Slurm job scheduler and MATLAB in terminal

Questions

  • What is a batch job?

  • How to make a batch job for MATLAB?

  • How to configure the cluster for MATLAB?

Objectives

  • Understand and use the Slurm scheduler

  • Configure the cluster

  • Start (MATLAB) batch jobs from the command line

  • Try example

Compute allocations in this workshop

  • Rackham: uppmax2025-2-272

  • Kebnekaise: hpc2n2025-062

  • Cosmos: lu2025-7-24

  • Tetralith: naiss2025-22-262

  • Dardel: naiss2025-22-262

Storage space for this workshop

  • Rackham: /proj/r-matlab-julia-uppmax

  • Kebnekaise: /proj/nobackup/r-matlab-julia

  • Tetralith: /proj/r-matlab-julia-naiss/users

  • Dardel: /cfs/klemming/projects/snic/r-matlab-julia-naiss

Warning

Any longer, resource-intensive, or parallel jobs must be run through a batch script.

The batch system used at UPPMAX, HPC2N, LUNARC, NSC, and PDC is called SLURM. The same is the case at most of the Swedish HPC centres.

SLURM is an Open Source job scheduler, which provides three key functions:

  • Keeps track of available system resources

  • Enforces local system resource usage and job scheduling policies

  • Manages a job queue, distributing work across resources according to policies

Note

Useful commands to the batch system

Before going into MATLAB specifics for batch jobs, we should look briefly at some useful commands.

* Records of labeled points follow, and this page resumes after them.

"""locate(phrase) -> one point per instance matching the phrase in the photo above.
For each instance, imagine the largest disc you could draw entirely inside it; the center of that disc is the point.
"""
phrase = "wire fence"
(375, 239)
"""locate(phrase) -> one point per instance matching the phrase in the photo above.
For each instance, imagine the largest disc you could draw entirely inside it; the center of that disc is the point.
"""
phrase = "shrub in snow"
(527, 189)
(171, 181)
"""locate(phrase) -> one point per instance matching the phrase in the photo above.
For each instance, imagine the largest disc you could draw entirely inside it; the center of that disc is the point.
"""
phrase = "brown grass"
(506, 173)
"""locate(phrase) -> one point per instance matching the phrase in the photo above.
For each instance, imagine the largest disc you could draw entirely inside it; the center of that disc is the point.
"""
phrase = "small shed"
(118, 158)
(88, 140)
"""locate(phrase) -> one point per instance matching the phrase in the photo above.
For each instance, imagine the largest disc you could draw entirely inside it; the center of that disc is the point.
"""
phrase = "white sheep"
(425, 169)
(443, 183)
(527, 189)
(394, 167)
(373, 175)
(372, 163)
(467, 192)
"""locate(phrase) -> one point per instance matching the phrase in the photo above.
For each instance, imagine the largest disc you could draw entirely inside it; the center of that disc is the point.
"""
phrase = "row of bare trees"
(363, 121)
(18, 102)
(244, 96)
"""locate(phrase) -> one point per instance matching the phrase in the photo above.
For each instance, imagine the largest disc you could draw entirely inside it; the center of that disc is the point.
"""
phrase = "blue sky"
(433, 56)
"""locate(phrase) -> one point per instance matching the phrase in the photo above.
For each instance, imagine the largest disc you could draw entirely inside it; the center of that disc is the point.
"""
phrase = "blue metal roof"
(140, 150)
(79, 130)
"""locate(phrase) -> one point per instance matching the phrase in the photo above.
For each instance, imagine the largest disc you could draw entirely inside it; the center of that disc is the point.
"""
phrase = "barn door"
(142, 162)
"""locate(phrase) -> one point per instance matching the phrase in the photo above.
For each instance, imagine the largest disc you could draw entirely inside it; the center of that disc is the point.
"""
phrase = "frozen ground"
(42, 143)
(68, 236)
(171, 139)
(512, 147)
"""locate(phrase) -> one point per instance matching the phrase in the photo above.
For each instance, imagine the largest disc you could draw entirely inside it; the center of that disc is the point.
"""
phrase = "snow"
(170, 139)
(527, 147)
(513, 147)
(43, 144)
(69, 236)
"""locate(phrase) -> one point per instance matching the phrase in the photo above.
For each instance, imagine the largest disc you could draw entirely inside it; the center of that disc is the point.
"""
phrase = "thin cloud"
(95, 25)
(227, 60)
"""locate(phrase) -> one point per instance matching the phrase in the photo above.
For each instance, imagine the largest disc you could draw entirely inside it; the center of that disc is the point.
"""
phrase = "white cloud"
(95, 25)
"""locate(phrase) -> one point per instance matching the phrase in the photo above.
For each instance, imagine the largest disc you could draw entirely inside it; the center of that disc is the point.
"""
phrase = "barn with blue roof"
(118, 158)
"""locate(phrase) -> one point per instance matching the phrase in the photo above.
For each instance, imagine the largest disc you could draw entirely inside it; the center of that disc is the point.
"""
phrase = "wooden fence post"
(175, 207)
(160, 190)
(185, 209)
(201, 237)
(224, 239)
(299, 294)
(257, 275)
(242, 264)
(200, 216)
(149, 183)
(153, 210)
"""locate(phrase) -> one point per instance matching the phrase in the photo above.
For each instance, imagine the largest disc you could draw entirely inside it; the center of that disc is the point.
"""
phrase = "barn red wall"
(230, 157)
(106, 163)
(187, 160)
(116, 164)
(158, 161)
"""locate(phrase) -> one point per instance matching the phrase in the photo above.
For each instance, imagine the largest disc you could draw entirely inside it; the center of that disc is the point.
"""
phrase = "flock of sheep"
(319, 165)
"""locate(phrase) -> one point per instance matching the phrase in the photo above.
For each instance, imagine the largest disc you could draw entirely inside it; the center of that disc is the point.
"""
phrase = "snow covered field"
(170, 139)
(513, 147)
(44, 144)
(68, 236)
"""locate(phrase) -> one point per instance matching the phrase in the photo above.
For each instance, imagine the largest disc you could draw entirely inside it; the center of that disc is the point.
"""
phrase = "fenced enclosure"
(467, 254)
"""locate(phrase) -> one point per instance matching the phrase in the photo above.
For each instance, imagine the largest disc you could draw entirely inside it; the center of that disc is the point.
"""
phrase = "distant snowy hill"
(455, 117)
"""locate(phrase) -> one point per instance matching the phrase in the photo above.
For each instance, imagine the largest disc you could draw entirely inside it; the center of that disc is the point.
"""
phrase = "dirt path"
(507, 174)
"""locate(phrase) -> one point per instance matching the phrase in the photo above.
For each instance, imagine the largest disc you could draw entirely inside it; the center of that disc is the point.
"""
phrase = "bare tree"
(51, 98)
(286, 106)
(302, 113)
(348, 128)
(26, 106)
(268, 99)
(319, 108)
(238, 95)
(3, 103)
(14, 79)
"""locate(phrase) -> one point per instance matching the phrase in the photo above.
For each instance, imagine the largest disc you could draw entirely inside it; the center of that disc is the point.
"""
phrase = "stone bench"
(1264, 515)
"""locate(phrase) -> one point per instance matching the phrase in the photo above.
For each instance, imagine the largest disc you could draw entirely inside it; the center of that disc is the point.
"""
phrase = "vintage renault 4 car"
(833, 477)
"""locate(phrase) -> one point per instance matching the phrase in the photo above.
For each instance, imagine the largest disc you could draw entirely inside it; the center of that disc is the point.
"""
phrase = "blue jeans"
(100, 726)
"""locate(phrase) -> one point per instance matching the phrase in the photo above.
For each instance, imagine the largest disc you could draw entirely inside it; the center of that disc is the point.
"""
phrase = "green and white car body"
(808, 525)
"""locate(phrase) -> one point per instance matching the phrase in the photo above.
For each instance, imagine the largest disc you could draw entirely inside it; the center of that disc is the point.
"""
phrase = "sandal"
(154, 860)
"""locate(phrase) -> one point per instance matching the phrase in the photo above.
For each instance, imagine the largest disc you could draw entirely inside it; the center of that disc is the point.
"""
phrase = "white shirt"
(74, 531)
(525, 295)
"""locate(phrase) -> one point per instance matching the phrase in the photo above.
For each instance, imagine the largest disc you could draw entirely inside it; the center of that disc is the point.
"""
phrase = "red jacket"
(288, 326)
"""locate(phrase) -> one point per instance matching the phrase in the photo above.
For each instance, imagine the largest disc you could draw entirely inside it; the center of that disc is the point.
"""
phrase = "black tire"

  • Submit job: sbatch <jobscript.sh>

  • Get list of your jobs: squeue --me

  • Check on a specific job: scontrol show job <job-id>

  • Delete a specific job: scancel <job-id>

  • Useful info about a job: sacct -l -j <job-id> | less -S

  • Url to a page with info about the job (Kebnekaise only): job-usage <job-id>

First time configuration

In order to be able to submit jobs to the SLURM queue, you need to configure MATLAB:

Follow these instructions to configure MATLAB

  • To be able to use MATLAB 2019b, and later, together with the batch system, MATLAB needs to be configured to use a cluster profile.

  • This needs to be done only once for each cluster and each version of MATLAB.

  • Note that this is done AFTER loading MATLAB.

This will provide a set of default specifications for batch and parallel jobs called a cluster profile. These specifications can be changed or added to at runtime, and it is possible to have more than one profile for a single release.

configCluster(.sh) from the terminal

You do all these ONCE for each cluster, and for each version of MATLAB you use. You do this AFTER loading MATLAB but before starting the MATLAB command line or GUI (except for on Tetralith where it is done within MATLAB, see below).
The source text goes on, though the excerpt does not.